Joseph Kahn edited his high school’s paper and went on to serve as president of Harvard’s undergraduate daily, The Crimson, before graduating in 1987 with a degree in history. He briefly covered Plano, Texas, for The Dallas Morning News. But inspired by a professor’s observation that China could be the great story of the next decade, Mr. Kahn re-enrolled at Harvard in a master’s program for East Asian studies and began learning Mandarin.
By 1989, he was writing freelance articles from Beijing for The Morning News. After covering the Tiananmen Square protests, he persuaded his editors in Dallas to keep him in China as a correspondent. His reporting was not without risks: He was detained by the Chinese authorities at one point and ordered to leave the country. In 1994, he shared in a Pulitzer Prize awarded to The Morning News for international reporting.
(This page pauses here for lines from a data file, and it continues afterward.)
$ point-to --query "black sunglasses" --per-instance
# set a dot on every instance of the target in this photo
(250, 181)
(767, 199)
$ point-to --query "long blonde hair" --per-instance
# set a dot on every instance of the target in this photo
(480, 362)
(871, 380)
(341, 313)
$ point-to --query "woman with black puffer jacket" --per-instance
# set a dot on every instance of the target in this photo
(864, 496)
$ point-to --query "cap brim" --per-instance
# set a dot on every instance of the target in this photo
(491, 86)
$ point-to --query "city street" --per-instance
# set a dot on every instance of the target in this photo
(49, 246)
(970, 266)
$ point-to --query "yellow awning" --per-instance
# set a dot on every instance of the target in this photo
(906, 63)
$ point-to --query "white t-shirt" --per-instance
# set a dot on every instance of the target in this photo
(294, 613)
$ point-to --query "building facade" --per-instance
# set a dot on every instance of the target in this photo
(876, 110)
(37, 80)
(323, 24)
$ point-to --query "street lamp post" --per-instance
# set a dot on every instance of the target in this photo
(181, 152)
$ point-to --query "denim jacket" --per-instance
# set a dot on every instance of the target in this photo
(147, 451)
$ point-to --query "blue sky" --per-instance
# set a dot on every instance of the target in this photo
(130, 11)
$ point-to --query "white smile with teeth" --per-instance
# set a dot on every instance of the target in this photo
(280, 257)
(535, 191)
By then, Mr. Kahn had been hired by The Wall Street Journal, where he was assigned to Shanghai. After a stint as the editor and publisher of The Far Eastern Economic Review, a now-defunct weekly owned by The Journal’s parent company, Dow Jones, Mr. Kahn jumped to The Times in 1998.
He covered Wall Street and economics before moving back to Shanghai; in 2003, he became the paper’s Beijing bureau chief. He spent the next five years in China, sharing another Pulitzer, in 2006, with the Times correspondent Jim Yardley for an investigation into China’s flawed legal system.
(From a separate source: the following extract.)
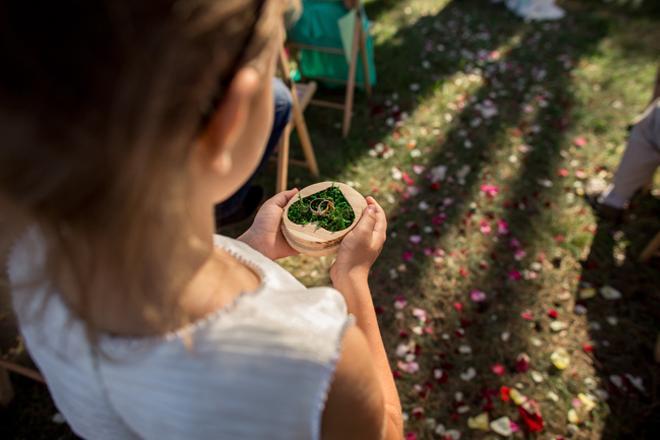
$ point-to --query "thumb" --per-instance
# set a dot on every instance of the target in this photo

Mr. Kahn returned to New York in 2008 as a deputy foreign editor and was appointed international editor in 2011. He oversaw a Pulitzer Prize-winning investigation in 2012 into the hidden wealth of China’s ruling elite, prompting the Chinese authorities to block access to The Times’s website and expel some of its journalists.
In elevating Mr. Kahn to managing editor, Mr. Baquet described his charge in bold terms: “to lead our efforts to build The Times of the future, and to grapple with questions of what we cover going forward.”
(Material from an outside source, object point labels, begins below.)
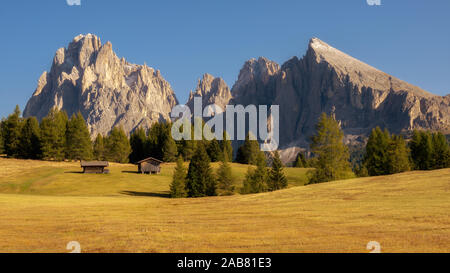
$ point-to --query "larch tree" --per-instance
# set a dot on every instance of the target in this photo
(225, 178)
(99, 147)
(78, 139)
(332, 156)
(118, 146)
(200, 180)
(178, 185)
(53, 134)
(11, 133)
(29, 140)
(276, 178)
In recent remarks at an internal Times gathering, Mr. Kahn laid out some priorities.
He cited maintaining editorial independence in an age of polarization. He reiterated a commitment to build a work force that represented diversity of thought, gender, ethnicity and socioeconomic backgrounds. And he charted an ambitious path for The Times’s place in the news business, saying the paper should consider itself a direct competitor to dozens of news outlets, ranging from global television networks like CNN and the BBC to niche upstarts like The Marshall Project and The Information.